Scan Time: objective was to evaluate the length of time it takes the system to cover a 1m2 area. The test was setup by placing the system over a tank of water containing know objects. The system was set to scan a full 1m2 area and the render times were noted and recorded.
- Metric: The metric is the length of time it takes the system to cover 1m2 using a scanning step size of 3 mm.
- Data Requirements: Length of time required for the scan as recorded in the data log.
- Success Criteria: A scan time of 20 minutes or less.
- Performance Assessment: Scan time for a 1m2 area was 19.3 minutes.
Render Time: objective was to evaluate the length of time it takes the software to process the data once the surface scan is complete. The test was setup by placing the system over a tank of water containing known objects. The system was set to scan a full 1m2 area and the start and stop times were noted and recorded.
- Metric: The metric is the length of time it takes to process a 1m2 area data set.

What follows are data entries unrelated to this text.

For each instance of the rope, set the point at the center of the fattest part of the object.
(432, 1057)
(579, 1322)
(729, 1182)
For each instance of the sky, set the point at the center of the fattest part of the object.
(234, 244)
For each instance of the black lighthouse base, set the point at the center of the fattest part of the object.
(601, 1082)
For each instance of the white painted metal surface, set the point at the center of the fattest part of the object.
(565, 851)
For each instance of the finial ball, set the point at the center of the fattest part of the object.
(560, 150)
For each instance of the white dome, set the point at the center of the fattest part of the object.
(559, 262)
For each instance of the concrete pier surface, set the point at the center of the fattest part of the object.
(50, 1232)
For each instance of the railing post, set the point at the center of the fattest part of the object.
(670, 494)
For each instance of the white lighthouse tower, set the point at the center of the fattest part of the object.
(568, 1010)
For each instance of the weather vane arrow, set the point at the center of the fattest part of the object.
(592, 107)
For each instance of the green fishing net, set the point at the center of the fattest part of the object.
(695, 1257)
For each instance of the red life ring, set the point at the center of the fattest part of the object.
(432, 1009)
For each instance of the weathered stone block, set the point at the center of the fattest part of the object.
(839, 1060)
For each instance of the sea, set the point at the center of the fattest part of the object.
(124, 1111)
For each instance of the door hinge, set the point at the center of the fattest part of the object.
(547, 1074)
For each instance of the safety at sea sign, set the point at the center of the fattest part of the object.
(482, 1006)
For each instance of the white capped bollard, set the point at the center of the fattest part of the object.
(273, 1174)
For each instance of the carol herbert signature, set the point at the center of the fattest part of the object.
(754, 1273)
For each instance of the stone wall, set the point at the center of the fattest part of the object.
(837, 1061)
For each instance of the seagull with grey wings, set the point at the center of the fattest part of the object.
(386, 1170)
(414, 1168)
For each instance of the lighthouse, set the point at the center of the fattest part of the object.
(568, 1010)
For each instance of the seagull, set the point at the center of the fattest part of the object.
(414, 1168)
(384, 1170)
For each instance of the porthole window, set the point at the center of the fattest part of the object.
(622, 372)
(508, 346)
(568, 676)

- Data Requirements: The data required is the length of time to process the data as measured by a digital watch.
- Success Criteria: A rendering time of 5 minutes or less will be considered a success.
- Performance Assessment: The rendering time for a 1m2 area data set using a personal computer (PC) with a dual core processor and 8 GB of RAM averages 2.2 minutes.
Software User Interface Errors: objective was to evaluate the number of user interface errors in the software. The test was setup by placing the system over a tank of water containing known objects. The system was set to scan a full 1m2 area. Software bugs were noted by the test team and corrected by the software development team.
- Metric: The metric is the number of software bugs identified and not corrected during the quality assurance/quality control (QA/QC) of the software before delivery to the users.
- Data Requirements: Evaluation of all the user interface controls and outputs.
- Success Criteria: 100% error free, all identified bugs have been corrected.
- Performance Assessment: Three software bugs were identified during the QA/QC of the software. Software modifications were completed to address these errors and the new version of software passed QA/QC without errors.
Object Recognition: objective was to evaluate the ability of the system to create identifiable 3-D models of objects buried in the sample sediment.
- Metric: This metric is the identification of a 60mm mortar round and 5 lb Danforth anchor scanned at an average depth of 0.5m in sandy clay and a 60mm mortar buried in sandy clay at a depth of 0.25m.
- Data Requirements: U3D format data file of the object.
- Success Criteria: The data model looks like the object.
- Performance Assessment: The two items were rendered and identified. All users were able to correctly identify the objects from the 3-D Adobe Acrobat Reader files created by the software.
Implementation Issues
After wide area assessment of underwater UXO, there is often insufficient information to classify UXO from clutter or non-UXO items. Before remediation planning can begin, these debris fields must be classified as hazardous (UXO-containing) or nonhazardous (debris only). This is traditionally done by digging up shallow buried potential munitions/UXO at spot locations by Navy-trained and certified underwater explosive ordnance disposal (EOD) teams. Traditional removal, identification, and disposal of these buried objects by trained EOD teams is slow, expensive, and, for benign objects, unnecessary. Undisturbed identification of these buried objects either by a single diver using a handheld sensor, by a remotely operated vehicle (ROV)-mounted sensor, or in shallow water, by a pole-mounted sensor would greatly speed up spot identification, paving the way for more cost-effective remediation and cleanup planning.